Raider training camp is underway with a heightened sense of anticipation and excitement. The energy was infectious when many of the veterans gathered quickly Wednesday morning in the team’s weight room with high five’s all around.

Part of that has to do with the fact the Raiders closed out the playoff-less 2014-15 campaign by playing their best hockey of the season over the final dozen games and the resulting chemistry that was built in the dressing room.

The beginning of training camp means the debuts of several new faces at the Art Hauser Centre, the most significant being General Manager Curtis Hunt.  A clear direction will be set by Head Coach Marc Habscheid from day one.  Habscheid, Associate Dave Manson and Assistant Kelly Guard developed a synergy over the final four months of last season and it will be bolstered by the very capable alumnus Mark Odnokon who returns to the Raider coaching ranks.

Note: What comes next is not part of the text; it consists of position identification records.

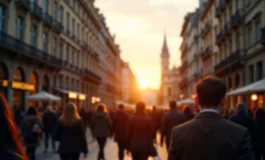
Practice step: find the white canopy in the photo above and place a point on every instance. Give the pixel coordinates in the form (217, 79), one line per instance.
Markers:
(44, 96)
(186, 101)
(258, 86)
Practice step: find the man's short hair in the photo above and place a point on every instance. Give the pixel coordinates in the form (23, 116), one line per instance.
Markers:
(241, 107)
(210, 91)
(172, 104)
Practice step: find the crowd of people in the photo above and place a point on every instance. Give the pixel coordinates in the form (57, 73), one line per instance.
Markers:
(207, 132)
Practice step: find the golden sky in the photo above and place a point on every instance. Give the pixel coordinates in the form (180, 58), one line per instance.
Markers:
(139, 27)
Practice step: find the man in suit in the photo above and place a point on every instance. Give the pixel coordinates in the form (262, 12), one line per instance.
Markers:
(120, 128)
(171, 119)
(244, 119)
(209, 136)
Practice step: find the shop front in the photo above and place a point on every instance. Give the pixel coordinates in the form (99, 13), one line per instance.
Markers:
(71, 97)
(254, 94)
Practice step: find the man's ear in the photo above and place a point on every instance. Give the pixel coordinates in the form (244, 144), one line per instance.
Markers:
(197, 101)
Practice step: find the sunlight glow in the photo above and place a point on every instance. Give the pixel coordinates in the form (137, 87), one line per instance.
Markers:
(143, 85)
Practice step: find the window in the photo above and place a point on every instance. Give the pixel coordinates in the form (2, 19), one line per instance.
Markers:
(45, 6)
(61, 15)
(54, 47)
(20, 28)
(2, 18)
(34, 36)
(54, 13)
(250, 37)
(61, 51)
(169, 91)
(68, 22)
(45, 42)
(258, 31)
(251, 73)
(259, 70)
(77, 59)
(73, 27)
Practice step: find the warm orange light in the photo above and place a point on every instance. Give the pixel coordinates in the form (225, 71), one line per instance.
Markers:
(143, 85)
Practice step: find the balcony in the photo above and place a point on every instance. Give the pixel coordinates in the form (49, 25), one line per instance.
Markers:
(206, 53)
(263, 36)
(229, 61)
(235, 19)
(36, 10)
(90, 76)
(19, 48)
(219, 8)
(47, 19)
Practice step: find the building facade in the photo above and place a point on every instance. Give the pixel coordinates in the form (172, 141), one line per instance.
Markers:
(62, 47)
(232, 44)
(170, 78)
(130, 89)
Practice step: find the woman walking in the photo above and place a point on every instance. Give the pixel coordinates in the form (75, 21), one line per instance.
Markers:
(101, 128)
(187, 113)
(32, 131)
(70, 132)
(141, 134)
(260, 139)
(10, 144)
(49, 120)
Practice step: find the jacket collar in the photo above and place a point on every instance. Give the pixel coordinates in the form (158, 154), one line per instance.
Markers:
(208, 115)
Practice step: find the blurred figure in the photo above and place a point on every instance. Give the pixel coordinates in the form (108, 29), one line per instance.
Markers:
(49, 120)
(120, 130)
(156, 120)
(11, 146)
(232, 112)
(243, 119)
(260, 147)
(171, 119)
(101, 128)
(32, 131)
(209, 136)
(187, 113)
(19, 117)
(140, 134)
(70, 132)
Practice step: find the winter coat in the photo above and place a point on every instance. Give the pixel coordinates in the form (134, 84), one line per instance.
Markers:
(120, 127)
(101, 125)
(49, 120)
(72, 138)
(29, 124)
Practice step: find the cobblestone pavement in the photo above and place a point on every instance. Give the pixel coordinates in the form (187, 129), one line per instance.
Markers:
(111, 152)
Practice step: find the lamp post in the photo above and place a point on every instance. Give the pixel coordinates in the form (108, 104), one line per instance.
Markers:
(254, 98)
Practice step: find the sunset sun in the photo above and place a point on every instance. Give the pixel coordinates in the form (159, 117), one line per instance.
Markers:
(143, 85)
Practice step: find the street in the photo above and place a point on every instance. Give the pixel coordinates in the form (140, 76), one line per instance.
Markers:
(111, 151)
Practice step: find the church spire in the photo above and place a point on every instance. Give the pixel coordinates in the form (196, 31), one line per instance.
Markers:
(165, 48)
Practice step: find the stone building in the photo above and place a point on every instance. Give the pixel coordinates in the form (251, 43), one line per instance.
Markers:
(170, 78)
(62, 47)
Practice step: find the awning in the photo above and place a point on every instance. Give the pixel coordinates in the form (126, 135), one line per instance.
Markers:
(44, 96)
(72, 94)
(258, 86)
(185, 101)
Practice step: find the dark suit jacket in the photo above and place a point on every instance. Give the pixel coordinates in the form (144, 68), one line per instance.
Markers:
(170, 120)
(140, 134)
(210, 137)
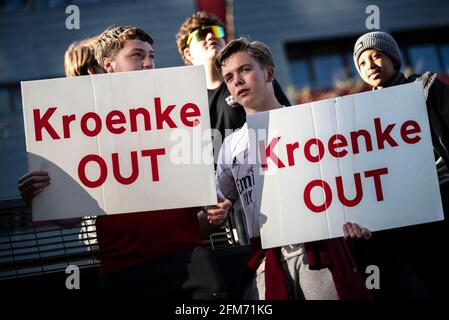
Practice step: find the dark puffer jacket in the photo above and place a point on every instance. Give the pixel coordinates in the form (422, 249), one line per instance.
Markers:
(437, 101)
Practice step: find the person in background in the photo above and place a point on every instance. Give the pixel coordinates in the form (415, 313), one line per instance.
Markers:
(156, 255)
(321, 270)
(406, 260)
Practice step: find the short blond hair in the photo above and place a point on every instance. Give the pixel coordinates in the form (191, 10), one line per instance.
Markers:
(195, 21)
(256, 49)
(112, 40)
(79, 58)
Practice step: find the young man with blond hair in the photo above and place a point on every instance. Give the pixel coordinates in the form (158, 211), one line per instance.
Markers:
(317, 270)
(155, 255)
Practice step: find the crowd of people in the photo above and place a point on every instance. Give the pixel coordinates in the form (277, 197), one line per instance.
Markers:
(161, 255)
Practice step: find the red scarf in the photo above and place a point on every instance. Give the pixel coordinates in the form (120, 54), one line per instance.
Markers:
(332, 253)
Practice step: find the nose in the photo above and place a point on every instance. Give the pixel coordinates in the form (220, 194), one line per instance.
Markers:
(369, 63)
(210, 36)
(148, 63)
(238, 80)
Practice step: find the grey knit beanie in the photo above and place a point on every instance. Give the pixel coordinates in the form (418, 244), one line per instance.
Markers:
(381, 41)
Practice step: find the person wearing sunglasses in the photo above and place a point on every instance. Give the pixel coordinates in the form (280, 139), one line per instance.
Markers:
(200, 38)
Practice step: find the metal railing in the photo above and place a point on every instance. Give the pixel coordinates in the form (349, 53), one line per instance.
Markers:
(31, 249)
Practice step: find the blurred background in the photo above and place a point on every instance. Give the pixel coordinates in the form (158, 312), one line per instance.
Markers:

In addition to stability in the front and coaching offices the team will have 18 returnees when main camp breaks, meaning the top rookies and free agents will essentially be pushing some veterans for a precious few roster spots on opening night September 25th.

The biggest question mark is in goal, not who are capable, but who are the best available puck stoppers. Nick McBride and Rylan Parenteau return as the front runners with the vast experience both gained last season with stellar and sometimes shaky performances, but both had very strong finishes. McBride gets the early nod based on the fact at 18 he is a year younger and showed well at the recent Los Angeles Kings development camp.  He also is motivated by being passed over in the NHL draft.

Parenteau looks to be in fantastic shape and based on the compete level he showed last season will be ready to battle for the number one spot.  They will be pushed by 16 year old Calgarian Ian Scott who was the Raiders first round pick in 2014 and Curtis Meger, the 17 year old who helped lead the Regina Pat Canadians to a bronze medal at the Telus Cup.  This has led to considerable trade speculation but Hunt is no hurry to solve what is a nice problem to have.

The other major question surrounds the overage situation.  Jesse Lees and Hunter Warner are among the returnees on defence with Jordan Tkatch and the Deben dangler Craig Leverton potentially coming back as top six forwards.  Meanwhile don’t rule out the possibility of the Vancouver Canucks sending recently signed MacKenze Stewart back for additional seasoning in the dub.

In addition to determining who are the top 20 year old’s from that group the question remains where do they fit in the 2015-16 Raider ensemble, specifically will their experience and capability be better served scoring goals or keeping them out of the net.   Lees jumps to the front because of his ability to play defense and forward in addition to quarterbacking one of the power play units from the backline. The speculation becomes moot if Stewart and Warner (signed last year by the Minnesota Wild), stay in the pros after their respective training camps.

The overage and goaltending solutions may not come until well into the regular season.